Nachdem alleine diese Einzahlungen in die Altersvorsorge den geltend gemachten Anspruch von CHF 50’000.00 auf eine Kund­schafts­ent­schä­di­gung überstiegen, erachtete das Bundesgericht den Anspruch auf eine Kund­schafts­ent­schä­di­gung als unbillig.

Zusätzlich zog das Bundesgericht die erwähnten jährlichen Zahlungen von CHF 50’000.00 und die lange Dauer des bestehenden Vertrags in Betracht und qualifizierte den eingeklagten Anspruch auch unter diesen Aspekten als unbillig.

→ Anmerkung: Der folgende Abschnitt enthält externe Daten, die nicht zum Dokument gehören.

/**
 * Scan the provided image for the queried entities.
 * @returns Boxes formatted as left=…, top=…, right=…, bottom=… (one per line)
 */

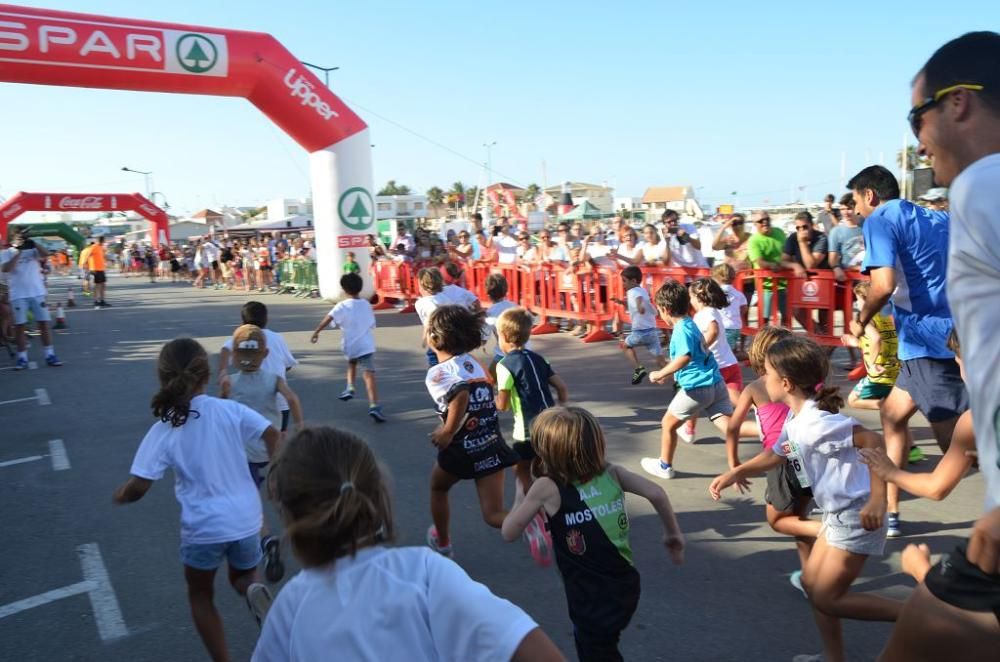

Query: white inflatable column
left=309, top=129, right=378, bottom=299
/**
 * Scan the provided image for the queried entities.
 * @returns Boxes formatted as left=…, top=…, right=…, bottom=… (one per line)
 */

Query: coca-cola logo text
left=59, top=195, right=104, bottom=209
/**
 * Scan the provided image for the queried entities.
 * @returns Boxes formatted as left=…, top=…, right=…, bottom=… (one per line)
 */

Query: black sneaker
left=260, top=536, right=285, bottom=584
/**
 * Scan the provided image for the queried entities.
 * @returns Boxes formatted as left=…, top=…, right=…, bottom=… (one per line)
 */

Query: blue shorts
left=181, top=533, right=261, bottom=570
left=625, top=328, right=663, bottom=356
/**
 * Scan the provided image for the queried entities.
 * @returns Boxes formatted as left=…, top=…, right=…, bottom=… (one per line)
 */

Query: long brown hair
left=531, top=407, right=607, bottom=485
left=267, top=427, right=395, bottom=567
left=767, top=335, right=844, bottom=414
left=150, top=338, right=211, bottom=428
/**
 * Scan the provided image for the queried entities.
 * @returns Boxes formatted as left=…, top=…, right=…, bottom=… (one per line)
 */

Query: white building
left=375, top=195, right=428, bottom=221
left=545, top=182, right=615, bottom=214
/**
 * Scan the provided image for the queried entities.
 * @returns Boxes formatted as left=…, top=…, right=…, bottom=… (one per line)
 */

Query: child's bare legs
left=474, top=471, right=507, bottom=537
left=802, top=536, right=903, bottom=662
left=660, top=411, right=684, bottom=466
left=431, top=462, right=460, bottom=547
left=364, top=366, right=378, bottom=405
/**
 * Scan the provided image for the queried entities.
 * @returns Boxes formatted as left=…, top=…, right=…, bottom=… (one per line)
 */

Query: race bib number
left=786, top=439, right=812, bottom=487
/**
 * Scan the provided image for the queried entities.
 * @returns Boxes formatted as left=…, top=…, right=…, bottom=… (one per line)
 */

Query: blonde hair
left=417, top=267, right=444, bottom=294
left=497, top=308, right=535, bottom=347
left=267, top=427, right=394, bottom=568
left=747, top=326, right=792, bottom=375
left=531, top=407, right=607, bottom=485
left=712, top=262, right=736, bottom=285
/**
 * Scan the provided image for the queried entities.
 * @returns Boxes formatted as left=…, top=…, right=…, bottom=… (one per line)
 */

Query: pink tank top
left=755, top=402, right=789, bottom=450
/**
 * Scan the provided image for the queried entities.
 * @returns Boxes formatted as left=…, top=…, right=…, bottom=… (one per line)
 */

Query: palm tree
left=427, top=186, right=444, bottom=218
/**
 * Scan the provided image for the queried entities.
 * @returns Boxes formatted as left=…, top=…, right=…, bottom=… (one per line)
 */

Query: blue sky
left=0, top=0, right=1000, bottom=217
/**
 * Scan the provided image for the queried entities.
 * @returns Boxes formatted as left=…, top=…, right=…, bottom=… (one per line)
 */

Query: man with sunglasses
left=880, top=32, right=1000, bottom=661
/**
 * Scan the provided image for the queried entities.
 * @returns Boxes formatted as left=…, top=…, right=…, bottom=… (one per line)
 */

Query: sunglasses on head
left=906, top=83, right=983, bottom=139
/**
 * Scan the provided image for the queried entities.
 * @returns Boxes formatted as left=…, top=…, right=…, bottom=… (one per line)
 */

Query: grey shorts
left=896, top=358, right=969, bottom=423
left=625, top=327, right=663, bottom=356
left=667, top=379, right=733, bottom=421
left=347, top=352, right=375, bottom=372
left=819, top=502, right=888, bottom=556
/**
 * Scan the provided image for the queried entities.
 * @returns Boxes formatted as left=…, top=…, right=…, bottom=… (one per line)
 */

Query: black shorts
left=511, top=440, right=538, bottom=462
left=438, top=435, right=518, bottom=480
left=896, top=358, right=969, bottom=423
left=764, top=462, right=812, bottom=513
left=924, top=544, right=1000, bottom=620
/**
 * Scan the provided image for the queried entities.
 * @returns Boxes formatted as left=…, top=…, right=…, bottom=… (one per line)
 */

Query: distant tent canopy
left=559, top=200, right=614, bottom=221
left=10, top=221, right=87, bottom=251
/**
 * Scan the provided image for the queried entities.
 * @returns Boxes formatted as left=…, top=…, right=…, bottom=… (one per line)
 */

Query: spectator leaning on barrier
left=662, top=209, right=708, bottom=267
left=747, top=211, right=788, bottom=326
left=847, top=166, right=969, bottom=537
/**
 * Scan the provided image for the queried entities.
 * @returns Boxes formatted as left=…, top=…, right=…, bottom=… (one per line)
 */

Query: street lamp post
left=122, top=166, right=153, bottom=198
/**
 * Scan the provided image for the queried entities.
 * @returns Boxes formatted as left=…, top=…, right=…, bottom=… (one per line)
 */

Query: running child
left=501, top=407, right=684, bottom=662
left=220, top=324, right=302, bottom=583
left=218, top=301, right=299, bottom=432
left=497, top=308, right=569, bottom=498
left=677, top=278, right=743, bottom=444
left=309, top=273, right=387, bottom=423
left=709, top=336, right=902, bottom=662
left=640, top=280, right=733, bottom=480
left=252, top=427, right=563, bottom=662
left=712, top=262, right=749, bottom=357
left=113, top=338, right=280, bottom=660
left=426, top=305, right=524, bottom=558
left=611, top=266, right=667, bottom=385
left=840, top=280, right=900, bottom=410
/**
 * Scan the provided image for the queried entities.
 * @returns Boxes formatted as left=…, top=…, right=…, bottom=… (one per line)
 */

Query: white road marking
left=49, top=439, right=69, bottom=471
left=0, top=581, right=97, bottom=618
left=76, top=542, right=128, bottom=641
left=0, top=455, right=44, bottom=467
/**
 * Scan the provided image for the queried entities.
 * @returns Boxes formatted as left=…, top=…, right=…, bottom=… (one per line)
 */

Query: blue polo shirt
left=670, top=317, right=722, bottom=391
left=862, top=200, right=955, bottom=361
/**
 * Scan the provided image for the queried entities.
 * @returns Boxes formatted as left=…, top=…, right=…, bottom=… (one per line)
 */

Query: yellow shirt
left=859, top=314, right=899, bottom=385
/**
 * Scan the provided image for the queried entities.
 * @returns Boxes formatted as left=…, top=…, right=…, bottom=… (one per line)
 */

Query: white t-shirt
left=719, top=285, right=747, bottom=329
left=441, top=285, right=479, bottom=308
left=948, top=154, right=1000, bottom=510
left=129, top=395, right=271, bottom=545
left=0, top=248, right=46, bottom=301
left=329, top=299, right=375, bottom=359
left=252, top=547, right=538, bottom=662
left=625, top=285, right=656, bottom=331
left=667, top=223, right=708, bottom=267
left=493, top=234, right=517, bottom=264
left=639, top=241, right=667, bottom=262
left=694, top=306, right=737, bottom=368
left=222, top=329, right=299, bottom=411
left=772, top=400, right=871, bottom=513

Entgegen der von Kommentatoren zum Agenturrecht vertretenen Ansicht, prüfte das Bundesgericht damit die Frage der Billigkeit nicht erst bei der Bemessung eines Anspruchs auf Kund­schafts­ent­schä­di­gung, sondern lehnte diesen wegen Unbilligkeit vorab bereits dem Grunde nach ab.

1. Dezember 2009

Mitgeteilt von Dr. André Thouvenin, Thouvenin Rechtsanwälte, Zürich.